Photo by Thomas Galvez via flickr

Tunisia. Egypt. Libya. Yemen. Spain.  United States.  Many authors have claimed that protests in these and other countries can be seen as a worldwide movement against inequality.  And, recent New York Times articles add another pin on the world map of protest movements by covering recent protests in Wukan, China, over land seizures.  According to one article, protests in China are becoming increasingly common,

…a reflection of the widening income gap and deepening unhappiness with official corruption and an unresponsive legal system. But the clashes in Wukan, which first erupted in September, are unusual for their longevity — and for the brazenness of the villagers as they call attention to their frustrations. Despite the government’s best efforts to control social media outlets, such frustrations have only grown as millions of Chinese gain access to unofficial sources of information and use new tools to organize protests.

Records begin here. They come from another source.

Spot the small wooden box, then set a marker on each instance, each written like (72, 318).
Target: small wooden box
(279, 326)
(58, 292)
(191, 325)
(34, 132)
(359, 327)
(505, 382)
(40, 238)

Public scenes of dissatisfaction are comparatively rare in China. But last year, there were as many as 180,000 outbursts of what sociologists call “mass incidents,” including strikes, sit-ins, rallies, and violent clashes.  (For comparison, in the mid-1990s, there were fewer than 10,000.)

People don’t have sufficient faith in legal procedures or the media and feel they have no redress when bad things are done to them,” said Martin K. Whyte, a Harvard sociologist who studies Chinese social trends.

Some of the protests are a response to worsening pollution, while others are a response to police brutality.  Much of the unrest, including in Wukan, is in response to the seizure of land by private developers or government officials.

The discontent in Wukan has been simmering for more than a decade. Residents say land seizures began in the late 1990s, when officials began selling off farmland for industrial parks and apartment complexes. Villagers say more than 1,000 acres have been seized and resold to developers in the past decade or so.  The residents’ ire exploded in September, when thousands of people took to the streets to protest the sale of a village-owned pig farm for luxury housing that netted the government $156 million.

The rest of the article gives more detail on the specific incidents in Wakun.  But, multiple recent new stories on protests in China posit that these events are not isolated and are instead connected across China.  And, to some, these protests are connected to others across borders and oceans as well.